The sequel to 2023’s brutal year for the entertainment and media industries was not much better.

In 2024, nearly 15,000 jobs were eliminated across broadcast, television, film, news and streaming — extending a two-year run in which the news and entertainment businesses were dealt body blows.

The numbers, courtesy of Chicago-based firm Challenger, Gray & Christmas Inc., which tracks the employment market, are sobering. While the 14,909 jobs that were lost by mid-December this year offered an improvement on the 21,417 jobs that were cut in 2023, it would be unwise to consider this year a “comeback” by any stretch. Combined, the number of jobs lost between 2023-24 more than quadrupled the amount lost between 2021-22.

2021-2022: 7,735 job cuts

2023-24: 36,206 job cuts (+368%) 

What’s behind the multi-year downturn?

Like any complex problem, there are several factors at play.
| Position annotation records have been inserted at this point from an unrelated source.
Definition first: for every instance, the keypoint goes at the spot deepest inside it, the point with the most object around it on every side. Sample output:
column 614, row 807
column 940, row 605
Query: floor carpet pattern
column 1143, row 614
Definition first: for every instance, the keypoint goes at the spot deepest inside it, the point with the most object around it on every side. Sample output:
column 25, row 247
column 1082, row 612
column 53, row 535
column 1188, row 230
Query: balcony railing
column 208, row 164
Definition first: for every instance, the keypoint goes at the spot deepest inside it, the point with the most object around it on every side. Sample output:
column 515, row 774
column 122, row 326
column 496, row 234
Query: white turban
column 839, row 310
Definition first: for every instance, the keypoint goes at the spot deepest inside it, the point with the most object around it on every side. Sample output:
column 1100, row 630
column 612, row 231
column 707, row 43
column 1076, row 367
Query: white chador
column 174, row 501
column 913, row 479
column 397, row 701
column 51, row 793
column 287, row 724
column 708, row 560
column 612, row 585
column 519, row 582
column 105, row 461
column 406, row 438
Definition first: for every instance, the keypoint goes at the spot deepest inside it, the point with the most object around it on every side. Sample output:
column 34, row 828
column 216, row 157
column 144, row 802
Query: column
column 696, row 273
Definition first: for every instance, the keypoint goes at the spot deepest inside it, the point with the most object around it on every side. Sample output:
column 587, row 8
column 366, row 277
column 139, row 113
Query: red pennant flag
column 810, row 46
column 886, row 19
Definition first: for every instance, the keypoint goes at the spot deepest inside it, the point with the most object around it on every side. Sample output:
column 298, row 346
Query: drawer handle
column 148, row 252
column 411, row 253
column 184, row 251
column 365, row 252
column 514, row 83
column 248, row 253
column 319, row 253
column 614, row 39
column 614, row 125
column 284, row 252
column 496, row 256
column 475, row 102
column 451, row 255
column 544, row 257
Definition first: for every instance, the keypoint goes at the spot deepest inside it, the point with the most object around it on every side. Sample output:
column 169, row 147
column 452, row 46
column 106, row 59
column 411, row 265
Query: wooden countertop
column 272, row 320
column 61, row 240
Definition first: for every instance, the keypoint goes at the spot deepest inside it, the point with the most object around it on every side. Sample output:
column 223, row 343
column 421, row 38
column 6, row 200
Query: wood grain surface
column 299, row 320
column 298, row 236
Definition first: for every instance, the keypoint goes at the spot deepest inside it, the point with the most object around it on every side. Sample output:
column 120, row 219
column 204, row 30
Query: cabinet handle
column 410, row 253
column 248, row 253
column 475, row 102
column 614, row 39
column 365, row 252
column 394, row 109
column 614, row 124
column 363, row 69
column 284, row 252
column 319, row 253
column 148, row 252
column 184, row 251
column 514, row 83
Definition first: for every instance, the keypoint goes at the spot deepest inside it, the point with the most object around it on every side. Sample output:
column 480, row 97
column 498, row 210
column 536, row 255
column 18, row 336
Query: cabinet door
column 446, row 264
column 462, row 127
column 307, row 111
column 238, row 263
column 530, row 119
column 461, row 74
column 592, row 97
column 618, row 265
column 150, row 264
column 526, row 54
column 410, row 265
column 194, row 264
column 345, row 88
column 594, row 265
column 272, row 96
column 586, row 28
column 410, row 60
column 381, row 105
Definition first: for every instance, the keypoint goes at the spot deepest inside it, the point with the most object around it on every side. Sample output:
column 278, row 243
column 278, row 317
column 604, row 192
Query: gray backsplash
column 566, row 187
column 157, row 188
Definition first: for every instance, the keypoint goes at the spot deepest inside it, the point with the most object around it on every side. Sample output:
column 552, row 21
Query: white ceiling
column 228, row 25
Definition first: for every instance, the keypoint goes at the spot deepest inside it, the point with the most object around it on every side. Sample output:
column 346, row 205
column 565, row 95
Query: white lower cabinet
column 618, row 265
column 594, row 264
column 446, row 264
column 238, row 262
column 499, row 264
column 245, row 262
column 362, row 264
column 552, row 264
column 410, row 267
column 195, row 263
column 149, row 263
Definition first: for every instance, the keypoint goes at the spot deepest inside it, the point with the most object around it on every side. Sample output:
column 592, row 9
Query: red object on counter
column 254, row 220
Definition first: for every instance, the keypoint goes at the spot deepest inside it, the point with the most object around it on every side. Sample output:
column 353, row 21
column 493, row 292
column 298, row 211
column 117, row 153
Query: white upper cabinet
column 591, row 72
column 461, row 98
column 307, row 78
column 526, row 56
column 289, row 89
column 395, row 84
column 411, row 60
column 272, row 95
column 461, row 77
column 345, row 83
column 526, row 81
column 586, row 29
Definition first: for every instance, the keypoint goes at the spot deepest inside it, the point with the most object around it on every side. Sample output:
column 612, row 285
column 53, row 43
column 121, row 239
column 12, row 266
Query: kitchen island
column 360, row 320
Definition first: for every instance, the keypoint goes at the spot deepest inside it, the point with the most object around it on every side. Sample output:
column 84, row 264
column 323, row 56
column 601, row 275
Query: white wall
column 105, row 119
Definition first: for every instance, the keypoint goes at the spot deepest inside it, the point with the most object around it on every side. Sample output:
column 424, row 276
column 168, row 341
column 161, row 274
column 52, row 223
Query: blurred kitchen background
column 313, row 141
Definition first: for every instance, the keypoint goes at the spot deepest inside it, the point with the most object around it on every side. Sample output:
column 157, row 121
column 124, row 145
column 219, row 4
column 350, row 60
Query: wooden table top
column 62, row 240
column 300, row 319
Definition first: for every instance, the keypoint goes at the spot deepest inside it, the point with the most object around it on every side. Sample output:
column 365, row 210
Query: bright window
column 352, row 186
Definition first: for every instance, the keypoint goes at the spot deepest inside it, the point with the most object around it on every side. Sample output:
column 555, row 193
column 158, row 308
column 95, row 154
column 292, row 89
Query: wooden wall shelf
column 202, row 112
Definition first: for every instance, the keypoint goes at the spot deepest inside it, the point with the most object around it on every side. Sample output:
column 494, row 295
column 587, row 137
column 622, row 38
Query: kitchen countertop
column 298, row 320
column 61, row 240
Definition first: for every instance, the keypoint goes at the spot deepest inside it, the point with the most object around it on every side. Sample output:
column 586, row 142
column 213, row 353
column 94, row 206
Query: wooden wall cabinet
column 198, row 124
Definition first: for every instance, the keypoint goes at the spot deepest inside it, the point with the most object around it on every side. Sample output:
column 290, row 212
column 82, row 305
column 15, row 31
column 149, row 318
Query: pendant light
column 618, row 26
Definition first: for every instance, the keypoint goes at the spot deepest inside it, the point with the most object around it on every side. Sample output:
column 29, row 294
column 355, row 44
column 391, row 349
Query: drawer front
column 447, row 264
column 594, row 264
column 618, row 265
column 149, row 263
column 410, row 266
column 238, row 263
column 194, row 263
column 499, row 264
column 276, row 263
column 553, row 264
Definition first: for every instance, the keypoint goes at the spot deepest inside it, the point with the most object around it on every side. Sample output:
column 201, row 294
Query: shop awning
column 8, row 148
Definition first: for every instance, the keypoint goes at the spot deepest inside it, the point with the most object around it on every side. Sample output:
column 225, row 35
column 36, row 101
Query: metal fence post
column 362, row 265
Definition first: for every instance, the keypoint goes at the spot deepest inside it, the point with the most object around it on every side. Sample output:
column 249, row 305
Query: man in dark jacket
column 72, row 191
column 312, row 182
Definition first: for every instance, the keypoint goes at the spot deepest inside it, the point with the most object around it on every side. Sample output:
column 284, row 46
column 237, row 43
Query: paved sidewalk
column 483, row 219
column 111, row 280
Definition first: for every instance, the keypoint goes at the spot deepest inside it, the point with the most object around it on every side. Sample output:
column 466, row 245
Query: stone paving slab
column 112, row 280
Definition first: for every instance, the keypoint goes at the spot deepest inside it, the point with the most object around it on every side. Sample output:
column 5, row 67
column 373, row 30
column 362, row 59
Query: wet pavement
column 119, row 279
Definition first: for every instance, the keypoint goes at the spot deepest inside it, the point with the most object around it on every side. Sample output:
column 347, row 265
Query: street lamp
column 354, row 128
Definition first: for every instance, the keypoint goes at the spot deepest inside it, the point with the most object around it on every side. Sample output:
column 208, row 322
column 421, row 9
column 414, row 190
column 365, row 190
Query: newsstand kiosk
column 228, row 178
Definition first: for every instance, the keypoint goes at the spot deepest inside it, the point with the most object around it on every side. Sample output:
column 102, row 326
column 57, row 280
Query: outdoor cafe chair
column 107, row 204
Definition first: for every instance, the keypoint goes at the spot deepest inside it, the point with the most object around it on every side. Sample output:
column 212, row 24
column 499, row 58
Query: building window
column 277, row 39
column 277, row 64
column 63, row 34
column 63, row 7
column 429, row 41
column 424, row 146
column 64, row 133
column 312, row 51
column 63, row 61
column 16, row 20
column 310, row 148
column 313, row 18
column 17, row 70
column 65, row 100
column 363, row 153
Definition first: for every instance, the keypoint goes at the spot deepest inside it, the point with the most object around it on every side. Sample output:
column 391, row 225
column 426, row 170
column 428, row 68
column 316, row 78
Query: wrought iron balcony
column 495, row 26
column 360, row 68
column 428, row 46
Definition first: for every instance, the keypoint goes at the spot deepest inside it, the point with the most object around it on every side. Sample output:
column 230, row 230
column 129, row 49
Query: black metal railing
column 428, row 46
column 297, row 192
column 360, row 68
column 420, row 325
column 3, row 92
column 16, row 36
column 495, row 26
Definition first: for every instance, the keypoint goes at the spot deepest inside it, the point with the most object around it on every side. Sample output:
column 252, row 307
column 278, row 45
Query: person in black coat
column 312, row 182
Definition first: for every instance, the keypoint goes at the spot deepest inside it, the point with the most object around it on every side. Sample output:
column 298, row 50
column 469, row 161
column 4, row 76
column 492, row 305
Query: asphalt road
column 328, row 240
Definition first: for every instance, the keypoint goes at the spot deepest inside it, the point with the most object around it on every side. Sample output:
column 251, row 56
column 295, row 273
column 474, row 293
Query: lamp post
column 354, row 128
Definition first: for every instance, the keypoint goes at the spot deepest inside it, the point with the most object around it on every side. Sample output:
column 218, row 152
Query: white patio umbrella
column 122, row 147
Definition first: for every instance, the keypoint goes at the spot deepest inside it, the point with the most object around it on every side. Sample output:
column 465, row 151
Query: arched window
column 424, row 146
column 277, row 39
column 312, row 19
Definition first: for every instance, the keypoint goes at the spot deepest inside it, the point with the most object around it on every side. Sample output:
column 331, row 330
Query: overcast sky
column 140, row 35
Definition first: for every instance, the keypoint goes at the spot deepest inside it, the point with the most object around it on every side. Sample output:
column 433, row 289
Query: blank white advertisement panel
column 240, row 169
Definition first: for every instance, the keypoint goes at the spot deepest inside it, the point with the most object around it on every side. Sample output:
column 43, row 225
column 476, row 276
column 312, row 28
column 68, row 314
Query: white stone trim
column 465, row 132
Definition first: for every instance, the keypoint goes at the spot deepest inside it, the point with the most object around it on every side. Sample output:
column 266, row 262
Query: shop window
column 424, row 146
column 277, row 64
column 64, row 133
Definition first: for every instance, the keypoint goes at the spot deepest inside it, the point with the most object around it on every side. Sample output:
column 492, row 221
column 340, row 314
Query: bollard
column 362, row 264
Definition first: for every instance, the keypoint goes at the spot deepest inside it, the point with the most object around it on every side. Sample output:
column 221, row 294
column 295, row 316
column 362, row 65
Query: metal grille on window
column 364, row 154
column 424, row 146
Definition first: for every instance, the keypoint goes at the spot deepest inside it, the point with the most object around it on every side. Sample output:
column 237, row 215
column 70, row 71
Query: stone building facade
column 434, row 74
Hollywood has had successive years of layoffs as companies have aimed to reach profitability in their new streaming businesses. Jobs have been shed from their declining linear businesses as the former cable giants have wound down new programming. The aftermath of the entertainment industry’s brutal double strike in 2023 has underscored the difficult job market. And consolidation at companies like Paramount Global, whose share price has been rock bottom, has slimmed down the company for a proposed sale to Skydance Media.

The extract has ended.